Fun to say and delightfully easy to drink, Grüner Veltliner calls Austria its homeland. While some easily quaffable Grüners come in a one-liter—a convenient size—many high caliber single vineyard bottlings can benefit from cellar aging. Somm Secret—About 75% of the world’s Grüner Veltliner comes from Austria but the variety is gaining ground in other countries, namely Hungary, the Czech Republic, Slovakia and the United States.
Climbing north and slightly east of the Kremstal region, Kamptal has very little vineyard area bordering the Danube River (unlike Wachau and Kremstal, whose vineyards run along it). The region takes its name from the river called Kamp, which traverses it north and south. Kamptal’s densely planted vineyards represent eight percent of Austria’s total.
The area experiences wide diurnal temperature variations like the Wachau but with less rain and more frost. Its vast geologic diversity makes it suitable for various experimentations with other varieties besides Grüner Veltliner and Riesling, such as Chardonnay, Pinot Blanc (Weissburgunder), Sauvignon Blanc, Pinot Noir, St. Laurent and Zweigelt.

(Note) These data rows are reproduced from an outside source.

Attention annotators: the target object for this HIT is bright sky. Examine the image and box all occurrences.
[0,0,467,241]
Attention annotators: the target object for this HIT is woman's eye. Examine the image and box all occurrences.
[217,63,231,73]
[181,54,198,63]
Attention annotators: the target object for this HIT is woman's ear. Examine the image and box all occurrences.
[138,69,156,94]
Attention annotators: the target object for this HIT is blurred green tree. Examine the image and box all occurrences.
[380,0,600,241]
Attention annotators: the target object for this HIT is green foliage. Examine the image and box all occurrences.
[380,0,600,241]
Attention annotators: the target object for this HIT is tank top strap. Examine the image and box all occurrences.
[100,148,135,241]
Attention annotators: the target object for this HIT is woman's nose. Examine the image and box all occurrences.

But the region is probably most noted for the beautiful and expansive terraced Heiligenstein, arguably one of the world’s top Riesling sites, as well as some of Austria’s most extraordinary Grüner Veltliner vineyards. Kamptal’s soils, which are mostly loess and sand with some gravel and rocks, make it suitable for Grüner Veltliner, so much so that actually half of the zone is planted to that grape.